All I Need is a Delorean, a Doc, and a Flux Capacitor

This time of year with all the hoopla over graduations there is this palpable feeling of excitement in the air.  Everywhere we go this month it’s all about hope.  Hope for the future.  Sometimes hoping the past stays in the past (you know who you are).  Just the lingering feeling of hope.  Blah, blah, blah.

“You built a time machine…out of a Delorean?”

With all the graduation speeches I have to endure, it brings one thing to my mind: a time machine.  If I had a friend like Doc that showed up with a Delorean time machine I’d jump in and go back to the year 1990.  The Corina in the year 1990 was a lot like the 2012 Corina.  Except she was a thin little thing fixin’ (a nod to my time spent in Texas) to graduate high school in 1991.

I’d risk the time paradox danger to visit with my younger self.  I’m kind of selfish like that.  And this is what I’d say:  “Forget being a teacher, kid.  Just give it up.  It’s not in the cards for you.  You don’t really want to teach anyway.  Instead, become a linguistics expert!  You can even become a doctor just to prolong your student days.  It’s a win-win.”

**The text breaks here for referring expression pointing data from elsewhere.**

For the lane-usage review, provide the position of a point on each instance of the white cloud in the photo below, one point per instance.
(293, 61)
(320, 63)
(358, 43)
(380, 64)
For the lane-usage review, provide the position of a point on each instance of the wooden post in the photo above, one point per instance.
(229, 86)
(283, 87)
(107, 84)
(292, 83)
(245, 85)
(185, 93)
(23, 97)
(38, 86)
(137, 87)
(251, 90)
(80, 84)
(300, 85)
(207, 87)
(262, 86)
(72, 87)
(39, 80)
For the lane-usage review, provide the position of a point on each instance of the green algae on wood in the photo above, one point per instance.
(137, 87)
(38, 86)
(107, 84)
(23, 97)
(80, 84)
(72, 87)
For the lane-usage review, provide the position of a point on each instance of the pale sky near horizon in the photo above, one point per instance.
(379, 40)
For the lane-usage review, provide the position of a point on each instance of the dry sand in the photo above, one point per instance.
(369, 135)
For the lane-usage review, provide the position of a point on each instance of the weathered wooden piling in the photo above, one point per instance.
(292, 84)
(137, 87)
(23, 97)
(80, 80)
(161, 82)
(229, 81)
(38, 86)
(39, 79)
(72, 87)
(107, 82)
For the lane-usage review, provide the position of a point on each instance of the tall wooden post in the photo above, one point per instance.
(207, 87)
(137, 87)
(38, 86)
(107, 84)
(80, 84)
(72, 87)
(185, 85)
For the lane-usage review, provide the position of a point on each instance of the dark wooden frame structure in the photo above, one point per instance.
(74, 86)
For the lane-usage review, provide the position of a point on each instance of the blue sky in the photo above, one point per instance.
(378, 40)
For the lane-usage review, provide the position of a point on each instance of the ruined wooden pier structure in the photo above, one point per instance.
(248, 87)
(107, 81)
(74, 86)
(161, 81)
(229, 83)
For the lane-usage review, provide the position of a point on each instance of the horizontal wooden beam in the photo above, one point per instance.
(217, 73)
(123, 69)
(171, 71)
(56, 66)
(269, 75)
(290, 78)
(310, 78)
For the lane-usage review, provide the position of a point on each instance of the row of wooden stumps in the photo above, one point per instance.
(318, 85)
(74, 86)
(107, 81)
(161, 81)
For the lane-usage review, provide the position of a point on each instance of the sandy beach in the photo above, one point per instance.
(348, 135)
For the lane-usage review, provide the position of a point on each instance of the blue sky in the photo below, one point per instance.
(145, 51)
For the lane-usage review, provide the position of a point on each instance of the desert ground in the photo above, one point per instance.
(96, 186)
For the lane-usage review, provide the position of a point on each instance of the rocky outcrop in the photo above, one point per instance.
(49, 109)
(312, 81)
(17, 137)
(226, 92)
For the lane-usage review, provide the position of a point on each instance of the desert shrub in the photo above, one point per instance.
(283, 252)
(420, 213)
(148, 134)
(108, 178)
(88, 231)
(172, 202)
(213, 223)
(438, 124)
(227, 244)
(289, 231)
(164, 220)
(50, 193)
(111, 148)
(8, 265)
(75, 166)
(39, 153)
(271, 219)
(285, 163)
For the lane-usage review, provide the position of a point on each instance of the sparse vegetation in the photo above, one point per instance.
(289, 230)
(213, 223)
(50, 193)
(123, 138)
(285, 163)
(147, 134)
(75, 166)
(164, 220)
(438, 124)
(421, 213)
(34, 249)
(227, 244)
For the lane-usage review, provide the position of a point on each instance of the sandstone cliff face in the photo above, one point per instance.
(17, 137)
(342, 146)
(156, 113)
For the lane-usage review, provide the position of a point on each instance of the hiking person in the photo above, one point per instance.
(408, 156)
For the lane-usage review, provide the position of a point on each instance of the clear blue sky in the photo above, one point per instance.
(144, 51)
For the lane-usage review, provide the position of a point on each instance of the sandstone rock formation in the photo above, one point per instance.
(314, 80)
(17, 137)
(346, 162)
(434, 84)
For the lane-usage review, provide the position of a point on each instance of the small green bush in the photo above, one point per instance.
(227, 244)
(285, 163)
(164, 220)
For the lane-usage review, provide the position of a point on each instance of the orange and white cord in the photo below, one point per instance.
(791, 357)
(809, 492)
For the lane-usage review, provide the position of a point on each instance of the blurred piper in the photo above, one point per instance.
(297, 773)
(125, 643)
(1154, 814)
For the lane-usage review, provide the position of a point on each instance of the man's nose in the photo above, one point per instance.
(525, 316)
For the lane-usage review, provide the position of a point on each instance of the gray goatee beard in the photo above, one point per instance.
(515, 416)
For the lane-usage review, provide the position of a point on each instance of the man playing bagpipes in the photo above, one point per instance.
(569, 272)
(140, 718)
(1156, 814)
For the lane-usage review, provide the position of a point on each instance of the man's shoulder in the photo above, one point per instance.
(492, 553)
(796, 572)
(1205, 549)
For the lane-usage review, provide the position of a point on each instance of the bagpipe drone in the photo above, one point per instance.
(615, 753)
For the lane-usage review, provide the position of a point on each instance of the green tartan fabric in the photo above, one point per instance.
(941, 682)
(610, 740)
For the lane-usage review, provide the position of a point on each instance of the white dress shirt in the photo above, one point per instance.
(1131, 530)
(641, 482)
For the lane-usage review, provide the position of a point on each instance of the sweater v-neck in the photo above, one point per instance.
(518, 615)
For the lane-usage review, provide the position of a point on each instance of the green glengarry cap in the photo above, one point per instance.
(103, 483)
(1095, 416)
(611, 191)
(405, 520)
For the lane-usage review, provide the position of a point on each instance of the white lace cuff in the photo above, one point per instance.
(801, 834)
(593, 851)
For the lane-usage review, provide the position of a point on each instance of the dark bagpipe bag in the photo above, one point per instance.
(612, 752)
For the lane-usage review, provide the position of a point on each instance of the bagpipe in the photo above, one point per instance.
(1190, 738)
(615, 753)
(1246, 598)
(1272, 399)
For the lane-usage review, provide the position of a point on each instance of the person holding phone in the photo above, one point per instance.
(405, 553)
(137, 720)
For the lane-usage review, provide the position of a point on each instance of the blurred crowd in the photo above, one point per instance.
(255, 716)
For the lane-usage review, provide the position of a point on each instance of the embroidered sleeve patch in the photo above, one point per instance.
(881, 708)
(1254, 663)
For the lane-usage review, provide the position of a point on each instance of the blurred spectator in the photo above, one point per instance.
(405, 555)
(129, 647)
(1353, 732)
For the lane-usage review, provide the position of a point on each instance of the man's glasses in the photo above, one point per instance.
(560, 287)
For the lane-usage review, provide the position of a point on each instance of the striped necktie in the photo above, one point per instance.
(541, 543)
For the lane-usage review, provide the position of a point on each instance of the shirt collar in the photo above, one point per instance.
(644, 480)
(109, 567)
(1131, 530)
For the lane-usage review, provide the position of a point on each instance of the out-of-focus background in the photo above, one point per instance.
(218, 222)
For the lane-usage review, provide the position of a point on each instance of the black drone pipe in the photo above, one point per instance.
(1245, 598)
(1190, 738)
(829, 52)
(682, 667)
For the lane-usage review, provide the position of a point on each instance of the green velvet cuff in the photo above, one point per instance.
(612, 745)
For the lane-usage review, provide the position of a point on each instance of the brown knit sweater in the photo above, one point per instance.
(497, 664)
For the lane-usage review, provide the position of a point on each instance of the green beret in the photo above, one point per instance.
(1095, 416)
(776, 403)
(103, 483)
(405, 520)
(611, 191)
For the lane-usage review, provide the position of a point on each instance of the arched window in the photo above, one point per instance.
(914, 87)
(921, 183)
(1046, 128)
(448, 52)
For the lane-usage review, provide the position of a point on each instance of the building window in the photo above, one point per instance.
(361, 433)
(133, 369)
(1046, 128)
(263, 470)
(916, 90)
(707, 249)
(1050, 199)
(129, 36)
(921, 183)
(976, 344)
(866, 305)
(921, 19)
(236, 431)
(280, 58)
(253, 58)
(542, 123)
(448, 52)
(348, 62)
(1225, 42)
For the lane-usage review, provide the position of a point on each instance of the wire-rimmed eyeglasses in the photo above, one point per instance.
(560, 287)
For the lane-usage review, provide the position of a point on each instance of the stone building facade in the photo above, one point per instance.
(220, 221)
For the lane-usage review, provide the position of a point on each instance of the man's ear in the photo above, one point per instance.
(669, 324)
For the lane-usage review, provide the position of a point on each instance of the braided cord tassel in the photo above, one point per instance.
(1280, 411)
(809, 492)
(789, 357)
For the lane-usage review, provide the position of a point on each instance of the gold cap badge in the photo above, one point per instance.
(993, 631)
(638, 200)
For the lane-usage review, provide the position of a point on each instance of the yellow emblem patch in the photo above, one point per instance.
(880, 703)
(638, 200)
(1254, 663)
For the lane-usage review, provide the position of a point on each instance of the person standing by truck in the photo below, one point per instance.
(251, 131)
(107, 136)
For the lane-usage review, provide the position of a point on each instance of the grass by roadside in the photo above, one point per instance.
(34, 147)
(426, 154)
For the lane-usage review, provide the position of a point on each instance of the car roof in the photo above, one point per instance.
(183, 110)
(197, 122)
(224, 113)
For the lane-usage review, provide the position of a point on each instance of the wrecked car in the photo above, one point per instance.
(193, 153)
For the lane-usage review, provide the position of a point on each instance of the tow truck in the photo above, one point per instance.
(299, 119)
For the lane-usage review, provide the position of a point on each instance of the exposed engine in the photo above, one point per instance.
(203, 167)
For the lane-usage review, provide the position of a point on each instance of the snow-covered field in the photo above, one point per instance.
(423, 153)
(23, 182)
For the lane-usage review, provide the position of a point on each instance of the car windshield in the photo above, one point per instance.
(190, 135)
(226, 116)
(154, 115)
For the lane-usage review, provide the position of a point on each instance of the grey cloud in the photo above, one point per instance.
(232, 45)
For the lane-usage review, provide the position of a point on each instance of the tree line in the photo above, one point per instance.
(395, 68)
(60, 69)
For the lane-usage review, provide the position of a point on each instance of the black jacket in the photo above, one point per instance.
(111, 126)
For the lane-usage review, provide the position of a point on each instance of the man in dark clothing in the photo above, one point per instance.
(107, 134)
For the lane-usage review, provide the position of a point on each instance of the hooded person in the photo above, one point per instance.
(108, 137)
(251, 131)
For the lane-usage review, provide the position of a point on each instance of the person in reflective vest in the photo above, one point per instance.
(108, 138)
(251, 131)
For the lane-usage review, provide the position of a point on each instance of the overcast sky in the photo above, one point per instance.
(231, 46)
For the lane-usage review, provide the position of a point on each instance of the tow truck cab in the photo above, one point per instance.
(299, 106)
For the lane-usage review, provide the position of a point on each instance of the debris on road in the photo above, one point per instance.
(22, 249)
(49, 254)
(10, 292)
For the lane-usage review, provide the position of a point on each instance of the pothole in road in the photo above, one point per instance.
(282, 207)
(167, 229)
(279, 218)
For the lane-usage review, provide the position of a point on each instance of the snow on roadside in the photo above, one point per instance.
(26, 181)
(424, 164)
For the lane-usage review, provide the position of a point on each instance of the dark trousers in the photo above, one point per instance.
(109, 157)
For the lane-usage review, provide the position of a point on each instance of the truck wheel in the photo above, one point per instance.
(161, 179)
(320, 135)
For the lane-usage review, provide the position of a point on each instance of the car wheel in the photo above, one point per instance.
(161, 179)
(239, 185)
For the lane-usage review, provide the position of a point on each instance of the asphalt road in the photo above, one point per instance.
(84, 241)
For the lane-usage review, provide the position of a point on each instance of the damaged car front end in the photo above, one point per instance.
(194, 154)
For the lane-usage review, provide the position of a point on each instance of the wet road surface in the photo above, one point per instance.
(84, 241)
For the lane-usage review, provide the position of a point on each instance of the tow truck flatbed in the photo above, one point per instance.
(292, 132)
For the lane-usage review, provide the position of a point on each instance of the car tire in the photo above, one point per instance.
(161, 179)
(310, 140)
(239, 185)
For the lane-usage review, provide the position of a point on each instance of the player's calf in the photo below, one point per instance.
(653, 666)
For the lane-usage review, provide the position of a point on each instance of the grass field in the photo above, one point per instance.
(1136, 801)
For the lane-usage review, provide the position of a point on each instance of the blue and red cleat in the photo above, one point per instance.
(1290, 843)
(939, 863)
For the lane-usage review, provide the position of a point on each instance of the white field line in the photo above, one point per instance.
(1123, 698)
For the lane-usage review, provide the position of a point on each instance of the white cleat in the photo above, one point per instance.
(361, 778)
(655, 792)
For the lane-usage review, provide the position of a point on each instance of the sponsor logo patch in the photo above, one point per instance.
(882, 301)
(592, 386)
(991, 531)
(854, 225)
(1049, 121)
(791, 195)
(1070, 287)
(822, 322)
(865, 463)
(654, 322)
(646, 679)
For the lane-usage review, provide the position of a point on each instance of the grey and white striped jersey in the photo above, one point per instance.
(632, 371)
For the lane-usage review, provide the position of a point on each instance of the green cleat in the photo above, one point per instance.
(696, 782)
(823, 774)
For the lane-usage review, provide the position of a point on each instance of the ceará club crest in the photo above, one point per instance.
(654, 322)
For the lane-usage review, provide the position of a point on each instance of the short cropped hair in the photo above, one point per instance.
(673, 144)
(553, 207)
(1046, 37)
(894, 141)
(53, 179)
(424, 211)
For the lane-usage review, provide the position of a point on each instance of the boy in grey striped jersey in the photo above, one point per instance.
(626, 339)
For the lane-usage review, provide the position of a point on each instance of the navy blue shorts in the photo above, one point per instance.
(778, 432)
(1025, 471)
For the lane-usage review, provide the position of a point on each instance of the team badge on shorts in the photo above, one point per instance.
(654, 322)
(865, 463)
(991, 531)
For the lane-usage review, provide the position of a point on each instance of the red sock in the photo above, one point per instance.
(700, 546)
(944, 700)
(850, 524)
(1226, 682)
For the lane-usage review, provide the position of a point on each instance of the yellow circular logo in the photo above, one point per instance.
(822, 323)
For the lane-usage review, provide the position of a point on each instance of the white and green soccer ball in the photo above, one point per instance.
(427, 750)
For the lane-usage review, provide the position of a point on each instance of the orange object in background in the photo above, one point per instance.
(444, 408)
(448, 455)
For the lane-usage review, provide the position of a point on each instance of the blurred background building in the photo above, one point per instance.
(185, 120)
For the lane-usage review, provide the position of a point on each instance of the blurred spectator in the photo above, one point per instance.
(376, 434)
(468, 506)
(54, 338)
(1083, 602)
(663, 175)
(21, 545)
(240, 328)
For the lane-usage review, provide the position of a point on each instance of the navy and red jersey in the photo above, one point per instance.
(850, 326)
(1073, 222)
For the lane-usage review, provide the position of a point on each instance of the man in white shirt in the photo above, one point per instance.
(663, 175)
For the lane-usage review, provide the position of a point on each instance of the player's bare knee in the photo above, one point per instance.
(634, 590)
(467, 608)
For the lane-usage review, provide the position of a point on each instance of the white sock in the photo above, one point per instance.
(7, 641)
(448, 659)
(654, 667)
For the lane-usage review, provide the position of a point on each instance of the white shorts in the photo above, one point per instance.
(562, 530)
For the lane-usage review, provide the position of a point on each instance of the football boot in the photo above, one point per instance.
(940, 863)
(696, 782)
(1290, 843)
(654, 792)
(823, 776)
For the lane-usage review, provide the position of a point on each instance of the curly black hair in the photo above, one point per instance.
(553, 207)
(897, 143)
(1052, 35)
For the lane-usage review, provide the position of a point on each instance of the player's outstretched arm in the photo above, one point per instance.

I love the English language.  Even with all its rules and complexities.  If I had it all to do over, I’d study words and communication.  I’d immerse myself in language and become a Master  Etymologer.  And I would make up my own words like Etymologer.  But because I’d be a doctor, no one would question it.  Everyone would say how clever I am for making up words.  I’m pretty sure I’d contribute three new words to the dictionary a year.  Just sayin’.

I took an Anthropology class last year and one of the topics of discussion was the English language.  Namely, how American English is being superseded with Spanish.   A lot of class members were under the impression that American English should be the only dialect ever spoken.  My view was a little different and very unpopular.  Languages die out.  They do.  None has ever lasted forever, has it?  A country is invaded and the conquerors bring in a new tongue.  It’s just the way it goes.

However, and maybe you historians can help me out with this, has there ever been a language that implodes?  With the advent of new technology and modern conveniences, the rising generation (and celebrities) is streamlining our language.  Is it a bad thing?  Not necessarily.

I, for one, could possibly get used to the more efficient “ur” to the pesky choice of “you’re” or “your.”  And the whole “their,” “there,” “they’re” dilemma is a bit too much to ask of a person just trying to text.  Let’s whittle the choices down to one “their” or better yet, “ther.”  Why bother with the silent “e”? Even my spell check is begging me to change the first choice to “there.”  It knows what is coming.  And trying to figure out if I mean “two,” “too,” or “to.”  Let’s just call them all “to” and be done with it.

Some would say that the American Language is dying.  Is it dying or just evolving?  Or should I say, de-evolving?

I’ve waxed on about the English language before.  Check out Fun with English, Definitions, or a Roze by Any Other Name for similar ponderings.

Yes, I think that’s exactly what I’d do with a time machine.  That and take a Sports Almanac with me to give to my younger self so that I’d be stinking rich right now.  What’s the harm of that?